With the media in full force and camera phones surrounding the viral moment, the full gaze of boxing fans led to alarm at Lopez’s audacity, even though he is a Honduran-American born in Brooklyn, New York.

https://www.youtube.com/watch?v=IDIknV794fc

“I Grew Up In Black Neighborhoods”

Back in 2017, Angel Garcia, trainer to his son and two-division world champion, Danny Garcia, erupted at then opponent Keith Thurman during a press conference and steered into controversy.

Garcia went on a rant towards Thurman that was full of N-word drops, and he felt an extreme backlash from the media and SHOWTIME networks showing the fight.

“I grew up in black neighborhoods…I went to Black schools, Black neighborhoods, so how the hell am I racist? Come on, man. [Thurman] got on the mic and said, ‘I’m going to knock you the f*ck out, Danny Garcia. I’m going to knock you the f*ck out.’ That’s what he said. And I said, ‘you ain’t gonna knock nobody the f*ck out you b*tch ass blank.’ That’s what I said.

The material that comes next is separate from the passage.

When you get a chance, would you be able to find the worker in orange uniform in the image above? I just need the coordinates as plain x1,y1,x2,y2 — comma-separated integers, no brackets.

“I’m from the ’hood, brother. A motherf***er from the hood ain’t racist!”

Street Culture vs. American Culture

As the street culture from impoverished communities creeps further into the collective consciousness of American culture, the debate roils on who can and cannot use racially charged words.

Cortes is another example of the polarizing intersection of race, sports, and culture.